DECLARE @Now DATETIME = CURRENT_TIMESTAMP

--Round to nearest 15 minute increment.
SELECT
CAST(CAST(@Now AS DATE) AS DATETIME) +
ROUND(DATEDIFF(MINUTE, 0, CAST(@Now AS TIME)) / 60.0 * 4, 0) / 4.0 / 24.0


Query 5

The last query is the smallest and the weirdest. It casts a DATETIME to NUMERIC(38, 22). This represents the number of days past Jan 1st, 1900, with the digits to the right of the decimal place representing the number of hours, minutes, seconds, and fractions of a second (if any) past midnight. This is multiplied by 24 to convert to hours, multiplied by 4, rounded to zero decimal places, divided by four to convert back to hours, divided by 24 to convert back to days, and finally cast back to a DATETIME.

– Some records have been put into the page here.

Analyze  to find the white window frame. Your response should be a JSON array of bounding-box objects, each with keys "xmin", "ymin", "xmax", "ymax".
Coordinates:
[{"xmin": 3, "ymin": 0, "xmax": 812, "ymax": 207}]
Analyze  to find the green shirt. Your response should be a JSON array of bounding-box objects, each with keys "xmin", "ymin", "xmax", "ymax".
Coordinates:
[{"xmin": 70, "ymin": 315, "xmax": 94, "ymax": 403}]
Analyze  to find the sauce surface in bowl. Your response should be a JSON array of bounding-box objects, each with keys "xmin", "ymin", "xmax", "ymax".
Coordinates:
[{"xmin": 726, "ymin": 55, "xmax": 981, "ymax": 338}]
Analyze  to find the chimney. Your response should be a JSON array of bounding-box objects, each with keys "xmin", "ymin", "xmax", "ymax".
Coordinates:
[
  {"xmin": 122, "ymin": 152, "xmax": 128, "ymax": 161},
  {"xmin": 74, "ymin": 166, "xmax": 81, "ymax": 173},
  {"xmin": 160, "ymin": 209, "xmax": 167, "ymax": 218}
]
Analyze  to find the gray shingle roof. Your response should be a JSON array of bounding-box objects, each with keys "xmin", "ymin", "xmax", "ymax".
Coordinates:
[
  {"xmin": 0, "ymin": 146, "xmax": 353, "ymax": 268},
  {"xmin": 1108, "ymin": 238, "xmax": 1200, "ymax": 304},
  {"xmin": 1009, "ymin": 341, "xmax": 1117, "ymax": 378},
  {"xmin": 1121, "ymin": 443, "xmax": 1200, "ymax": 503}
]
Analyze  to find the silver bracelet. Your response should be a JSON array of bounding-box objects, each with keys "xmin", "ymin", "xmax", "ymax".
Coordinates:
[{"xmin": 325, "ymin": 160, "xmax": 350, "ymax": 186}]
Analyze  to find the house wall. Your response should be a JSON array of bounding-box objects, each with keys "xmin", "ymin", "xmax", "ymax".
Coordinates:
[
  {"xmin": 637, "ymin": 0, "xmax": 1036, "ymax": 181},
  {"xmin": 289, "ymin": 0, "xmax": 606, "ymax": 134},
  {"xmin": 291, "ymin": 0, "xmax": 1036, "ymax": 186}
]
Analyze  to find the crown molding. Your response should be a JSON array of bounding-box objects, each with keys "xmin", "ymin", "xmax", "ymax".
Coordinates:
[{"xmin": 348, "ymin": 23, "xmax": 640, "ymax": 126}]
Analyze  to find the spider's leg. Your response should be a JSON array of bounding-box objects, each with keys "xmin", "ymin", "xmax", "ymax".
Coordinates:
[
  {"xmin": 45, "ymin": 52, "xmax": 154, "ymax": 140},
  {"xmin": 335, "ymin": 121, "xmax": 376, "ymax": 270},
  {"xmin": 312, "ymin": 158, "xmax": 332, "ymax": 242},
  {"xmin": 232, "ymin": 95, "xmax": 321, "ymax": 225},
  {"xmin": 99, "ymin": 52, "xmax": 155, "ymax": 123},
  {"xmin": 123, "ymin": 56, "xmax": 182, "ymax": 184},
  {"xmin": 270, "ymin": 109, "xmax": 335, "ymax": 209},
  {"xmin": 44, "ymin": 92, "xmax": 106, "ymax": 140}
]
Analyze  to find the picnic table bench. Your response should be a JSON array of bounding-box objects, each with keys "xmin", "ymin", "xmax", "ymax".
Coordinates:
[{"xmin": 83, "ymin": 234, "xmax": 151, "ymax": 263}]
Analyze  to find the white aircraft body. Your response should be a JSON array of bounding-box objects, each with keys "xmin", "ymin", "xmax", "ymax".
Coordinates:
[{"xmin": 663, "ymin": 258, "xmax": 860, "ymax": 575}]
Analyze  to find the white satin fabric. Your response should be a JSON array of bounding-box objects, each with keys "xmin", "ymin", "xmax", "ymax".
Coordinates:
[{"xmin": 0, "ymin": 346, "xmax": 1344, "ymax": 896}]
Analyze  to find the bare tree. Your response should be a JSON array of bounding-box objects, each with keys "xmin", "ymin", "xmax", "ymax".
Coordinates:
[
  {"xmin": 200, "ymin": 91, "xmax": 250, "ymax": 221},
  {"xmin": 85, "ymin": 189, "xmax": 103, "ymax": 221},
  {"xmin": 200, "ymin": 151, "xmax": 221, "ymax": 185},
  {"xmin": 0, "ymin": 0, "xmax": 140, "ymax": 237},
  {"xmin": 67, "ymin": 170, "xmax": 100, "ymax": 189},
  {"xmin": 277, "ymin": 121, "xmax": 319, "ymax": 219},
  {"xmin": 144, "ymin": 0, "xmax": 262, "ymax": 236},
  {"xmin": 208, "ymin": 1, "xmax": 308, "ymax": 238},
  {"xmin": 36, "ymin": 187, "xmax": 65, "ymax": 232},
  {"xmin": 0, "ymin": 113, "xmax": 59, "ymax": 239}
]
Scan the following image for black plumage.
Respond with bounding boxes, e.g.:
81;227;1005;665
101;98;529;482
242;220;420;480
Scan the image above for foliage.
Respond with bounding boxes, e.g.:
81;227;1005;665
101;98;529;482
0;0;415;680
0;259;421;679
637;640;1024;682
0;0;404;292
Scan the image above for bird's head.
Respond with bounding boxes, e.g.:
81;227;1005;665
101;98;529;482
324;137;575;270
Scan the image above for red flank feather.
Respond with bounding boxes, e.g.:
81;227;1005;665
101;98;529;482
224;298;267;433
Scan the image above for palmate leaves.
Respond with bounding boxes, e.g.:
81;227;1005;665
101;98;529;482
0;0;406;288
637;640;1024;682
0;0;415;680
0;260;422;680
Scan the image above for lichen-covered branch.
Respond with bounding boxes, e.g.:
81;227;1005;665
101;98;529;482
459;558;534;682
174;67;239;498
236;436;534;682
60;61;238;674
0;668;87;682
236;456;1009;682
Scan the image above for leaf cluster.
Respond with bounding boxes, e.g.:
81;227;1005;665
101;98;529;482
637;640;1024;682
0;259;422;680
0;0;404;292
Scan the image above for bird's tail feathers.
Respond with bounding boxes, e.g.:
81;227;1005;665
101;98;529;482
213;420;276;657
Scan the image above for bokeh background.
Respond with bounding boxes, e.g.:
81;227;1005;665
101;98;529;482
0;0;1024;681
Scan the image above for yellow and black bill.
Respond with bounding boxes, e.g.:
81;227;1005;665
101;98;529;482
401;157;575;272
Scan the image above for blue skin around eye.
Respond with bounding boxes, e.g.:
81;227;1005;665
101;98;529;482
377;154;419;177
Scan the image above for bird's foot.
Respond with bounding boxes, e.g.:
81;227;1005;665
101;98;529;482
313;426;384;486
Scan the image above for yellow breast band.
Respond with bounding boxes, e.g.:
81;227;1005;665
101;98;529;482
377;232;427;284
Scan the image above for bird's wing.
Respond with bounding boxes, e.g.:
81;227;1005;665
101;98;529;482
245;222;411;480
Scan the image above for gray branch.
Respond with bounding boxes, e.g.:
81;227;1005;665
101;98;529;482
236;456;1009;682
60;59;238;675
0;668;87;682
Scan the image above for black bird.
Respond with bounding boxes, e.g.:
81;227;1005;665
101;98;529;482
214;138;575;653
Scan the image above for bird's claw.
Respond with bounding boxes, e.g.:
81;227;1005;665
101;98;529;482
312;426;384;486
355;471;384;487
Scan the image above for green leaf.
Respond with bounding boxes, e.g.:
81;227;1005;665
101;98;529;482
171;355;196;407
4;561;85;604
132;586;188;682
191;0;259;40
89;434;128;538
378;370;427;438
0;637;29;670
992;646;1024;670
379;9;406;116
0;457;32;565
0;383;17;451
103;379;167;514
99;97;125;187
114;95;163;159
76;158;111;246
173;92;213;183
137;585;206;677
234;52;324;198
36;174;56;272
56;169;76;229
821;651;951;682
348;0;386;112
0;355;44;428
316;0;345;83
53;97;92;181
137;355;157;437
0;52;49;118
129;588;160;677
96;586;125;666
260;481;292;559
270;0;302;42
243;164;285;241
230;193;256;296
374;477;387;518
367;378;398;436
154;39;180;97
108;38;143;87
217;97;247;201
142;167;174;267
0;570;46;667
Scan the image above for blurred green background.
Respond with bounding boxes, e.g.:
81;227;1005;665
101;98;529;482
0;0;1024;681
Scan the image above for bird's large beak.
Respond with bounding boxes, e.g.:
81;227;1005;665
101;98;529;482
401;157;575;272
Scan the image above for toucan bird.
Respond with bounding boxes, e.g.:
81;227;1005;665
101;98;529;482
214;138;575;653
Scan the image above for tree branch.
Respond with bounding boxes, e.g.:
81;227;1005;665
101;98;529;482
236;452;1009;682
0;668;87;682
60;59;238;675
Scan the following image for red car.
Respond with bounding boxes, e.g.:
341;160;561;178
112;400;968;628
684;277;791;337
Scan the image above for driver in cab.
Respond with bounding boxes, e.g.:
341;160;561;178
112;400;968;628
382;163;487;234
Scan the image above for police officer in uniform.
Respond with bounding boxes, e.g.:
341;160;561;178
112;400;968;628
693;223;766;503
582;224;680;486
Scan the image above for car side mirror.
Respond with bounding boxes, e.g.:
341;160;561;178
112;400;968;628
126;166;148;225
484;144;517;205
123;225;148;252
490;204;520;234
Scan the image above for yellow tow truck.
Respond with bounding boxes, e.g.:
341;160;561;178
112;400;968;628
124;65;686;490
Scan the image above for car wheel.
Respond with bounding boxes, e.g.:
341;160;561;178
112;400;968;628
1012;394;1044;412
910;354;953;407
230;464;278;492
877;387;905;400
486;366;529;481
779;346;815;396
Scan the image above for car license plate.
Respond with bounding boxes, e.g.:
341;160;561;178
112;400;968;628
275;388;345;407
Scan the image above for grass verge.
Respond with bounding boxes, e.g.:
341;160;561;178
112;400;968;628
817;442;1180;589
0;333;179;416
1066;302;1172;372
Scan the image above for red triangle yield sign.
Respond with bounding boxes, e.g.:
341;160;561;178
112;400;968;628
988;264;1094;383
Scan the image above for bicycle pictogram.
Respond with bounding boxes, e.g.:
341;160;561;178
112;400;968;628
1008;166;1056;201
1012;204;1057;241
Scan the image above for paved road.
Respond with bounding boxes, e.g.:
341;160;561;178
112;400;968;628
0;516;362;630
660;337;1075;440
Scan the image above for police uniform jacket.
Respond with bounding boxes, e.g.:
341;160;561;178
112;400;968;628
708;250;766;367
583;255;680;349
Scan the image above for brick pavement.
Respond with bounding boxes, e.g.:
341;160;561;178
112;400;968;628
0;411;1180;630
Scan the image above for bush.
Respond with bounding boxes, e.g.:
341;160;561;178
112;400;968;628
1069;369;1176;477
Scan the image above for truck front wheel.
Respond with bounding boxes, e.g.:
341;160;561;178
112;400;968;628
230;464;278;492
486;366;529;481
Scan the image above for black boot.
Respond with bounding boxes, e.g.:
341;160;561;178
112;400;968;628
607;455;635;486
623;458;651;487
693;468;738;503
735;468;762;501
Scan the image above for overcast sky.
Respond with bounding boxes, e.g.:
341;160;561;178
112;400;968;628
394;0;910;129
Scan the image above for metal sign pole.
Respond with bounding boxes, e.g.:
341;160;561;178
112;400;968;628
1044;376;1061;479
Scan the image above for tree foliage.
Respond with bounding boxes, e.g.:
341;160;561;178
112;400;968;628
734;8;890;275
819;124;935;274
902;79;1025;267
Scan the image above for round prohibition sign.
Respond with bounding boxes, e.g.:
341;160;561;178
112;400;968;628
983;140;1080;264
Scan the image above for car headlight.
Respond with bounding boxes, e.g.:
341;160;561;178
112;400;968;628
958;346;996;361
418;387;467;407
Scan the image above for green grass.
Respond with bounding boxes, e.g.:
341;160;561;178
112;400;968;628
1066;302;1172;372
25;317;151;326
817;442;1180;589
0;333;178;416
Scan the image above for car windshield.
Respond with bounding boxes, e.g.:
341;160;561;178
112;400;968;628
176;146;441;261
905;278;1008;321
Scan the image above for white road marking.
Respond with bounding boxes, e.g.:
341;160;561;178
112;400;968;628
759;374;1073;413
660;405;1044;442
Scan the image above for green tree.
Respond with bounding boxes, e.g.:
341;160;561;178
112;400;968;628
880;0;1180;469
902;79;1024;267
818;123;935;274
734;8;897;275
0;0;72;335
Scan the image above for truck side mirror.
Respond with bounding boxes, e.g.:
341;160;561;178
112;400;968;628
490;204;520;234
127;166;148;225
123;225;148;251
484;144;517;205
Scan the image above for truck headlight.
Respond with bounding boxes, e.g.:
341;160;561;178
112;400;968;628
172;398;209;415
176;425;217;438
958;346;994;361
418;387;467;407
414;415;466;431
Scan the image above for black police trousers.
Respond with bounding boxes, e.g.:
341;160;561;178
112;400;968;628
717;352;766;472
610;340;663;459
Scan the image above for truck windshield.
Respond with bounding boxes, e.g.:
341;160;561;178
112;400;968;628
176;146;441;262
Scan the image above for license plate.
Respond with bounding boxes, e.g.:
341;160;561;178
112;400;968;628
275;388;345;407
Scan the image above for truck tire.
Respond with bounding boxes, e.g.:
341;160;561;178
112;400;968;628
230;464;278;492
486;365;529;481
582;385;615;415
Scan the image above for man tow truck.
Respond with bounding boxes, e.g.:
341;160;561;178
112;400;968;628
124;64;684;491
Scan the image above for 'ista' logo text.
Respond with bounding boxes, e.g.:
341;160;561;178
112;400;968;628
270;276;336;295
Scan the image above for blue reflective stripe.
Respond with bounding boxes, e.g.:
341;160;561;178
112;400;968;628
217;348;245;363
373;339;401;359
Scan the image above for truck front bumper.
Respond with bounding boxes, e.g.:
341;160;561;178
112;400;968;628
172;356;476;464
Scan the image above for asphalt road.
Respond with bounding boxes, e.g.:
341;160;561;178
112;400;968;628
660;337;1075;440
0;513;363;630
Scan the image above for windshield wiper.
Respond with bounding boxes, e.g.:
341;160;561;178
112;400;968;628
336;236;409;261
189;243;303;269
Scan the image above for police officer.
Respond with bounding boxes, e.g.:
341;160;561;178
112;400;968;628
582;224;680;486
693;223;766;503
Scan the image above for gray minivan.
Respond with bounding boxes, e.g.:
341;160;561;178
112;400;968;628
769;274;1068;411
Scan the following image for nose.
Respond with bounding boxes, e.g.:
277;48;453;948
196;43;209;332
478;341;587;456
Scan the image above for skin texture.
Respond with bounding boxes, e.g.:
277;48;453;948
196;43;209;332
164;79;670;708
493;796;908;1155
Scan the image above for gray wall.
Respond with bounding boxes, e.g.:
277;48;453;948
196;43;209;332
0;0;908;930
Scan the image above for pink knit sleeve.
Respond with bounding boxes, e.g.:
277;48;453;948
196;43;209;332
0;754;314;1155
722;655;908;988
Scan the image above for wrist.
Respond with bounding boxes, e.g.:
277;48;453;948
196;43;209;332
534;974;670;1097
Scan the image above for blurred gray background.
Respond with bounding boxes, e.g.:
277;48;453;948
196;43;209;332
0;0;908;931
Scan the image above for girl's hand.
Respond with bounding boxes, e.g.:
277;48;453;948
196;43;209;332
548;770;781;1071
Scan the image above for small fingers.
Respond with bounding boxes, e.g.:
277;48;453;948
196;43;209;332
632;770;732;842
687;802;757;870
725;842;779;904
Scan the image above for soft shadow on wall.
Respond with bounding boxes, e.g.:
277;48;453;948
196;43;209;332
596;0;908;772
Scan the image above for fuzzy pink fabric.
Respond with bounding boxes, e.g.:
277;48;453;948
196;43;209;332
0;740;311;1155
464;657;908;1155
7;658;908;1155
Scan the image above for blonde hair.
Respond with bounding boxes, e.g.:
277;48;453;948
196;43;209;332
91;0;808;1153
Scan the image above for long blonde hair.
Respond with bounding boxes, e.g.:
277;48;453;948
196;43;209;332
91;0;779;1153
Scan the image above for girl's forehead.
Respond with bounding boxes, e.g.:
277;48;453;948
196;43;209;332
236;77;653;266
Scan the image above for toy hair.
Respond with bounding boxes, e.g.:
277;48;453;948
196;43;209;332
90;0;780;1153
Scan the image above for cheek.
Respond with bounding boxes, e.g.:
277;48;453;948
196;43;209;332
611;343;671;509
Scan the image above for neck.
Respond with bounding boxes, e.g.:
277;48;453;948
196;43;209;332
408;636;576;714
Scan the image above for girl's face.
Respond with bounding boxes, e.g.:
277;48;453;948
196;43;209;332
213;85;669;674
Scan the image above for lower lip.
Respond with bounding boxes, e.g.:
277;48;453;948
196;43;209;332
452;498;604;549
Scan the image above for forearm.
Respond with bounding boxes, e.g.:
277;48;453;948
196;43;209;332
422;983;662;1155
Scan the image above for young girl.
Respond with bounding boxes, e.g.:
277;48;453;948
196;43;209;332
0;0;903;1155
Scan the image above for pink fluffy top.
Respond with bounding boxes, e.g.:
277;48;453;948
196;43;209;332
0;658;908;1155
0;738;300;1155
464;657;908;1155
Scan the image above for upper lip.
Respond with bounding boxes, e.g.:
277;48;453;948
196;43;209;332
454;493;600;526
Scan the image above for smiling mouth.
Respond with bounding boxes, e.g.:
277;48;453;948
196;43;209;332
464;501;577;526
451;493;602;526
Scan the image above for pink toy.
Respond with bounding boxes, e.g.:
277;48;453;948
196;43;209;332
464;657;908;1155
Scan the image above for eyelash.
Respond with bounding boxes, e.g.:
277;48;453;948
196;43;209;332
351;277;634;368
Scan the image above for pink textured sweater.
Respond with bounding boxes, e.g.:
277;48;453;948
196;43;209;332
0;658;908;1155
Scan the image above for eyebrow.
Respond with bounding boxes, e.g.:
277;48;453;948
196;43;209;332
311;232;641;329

DECLARE @Now DATETIME = CURRENT_TIMESTAMP;

--Round to nearest 15 minute increment.
SELECT
CAST(ROUND(CAST(@Now AS NUMERIC(38, 22)) * 24 * 4, 0) / 4 / 24 AS DATETIME)


If I had to choose any of these options for production, I'd probably go with Query 1, just because I think it would make the most sense to any other developer that might encounter it (including future me, who probably wouldn't remember writing the code). But I'm not really thrilled with any of the options. The one thing T-SQL has going for it though, is the relative ease for truncating the TIME off of a DATETIME by casting to DATE and back to DATETIME. I couldn't find anything like this in DAX. Speaking of which, here's what the DAX function in my PowerBI report looked like:


Nearest15 = DATE(YEAR([SomeDate]), MONTH([SomeDate]), DAY([SomeDate])) +
HOUR([SomeDate])/24 +
INT( MINUTE([SomeDate]) /15) * 15 / 1440

That doesn't make any more or less sense to me than the T-SQL options. Truncating the time from a Date/Time in DAX felt really awkward and uncomfortable: I had to use the clumsy DATE function, passing in the individual date parts via the YEAR, MONTH, and DAY functions. If DAX has a better way, I couldn't find it in the documentation.

.NET Framework developers are probably chuckling at all of this hand-wringing. Here's a PowerShell example showing how easy it is for them:


#Round to nearest 15 minute interval.
[DateTime]::Today.AddHours([Math]::Round([DateTime]::Now.TimeOfDay.TotalHours * 4) / 4)

Thanks for dropping by. May all your code be concise and easy to read!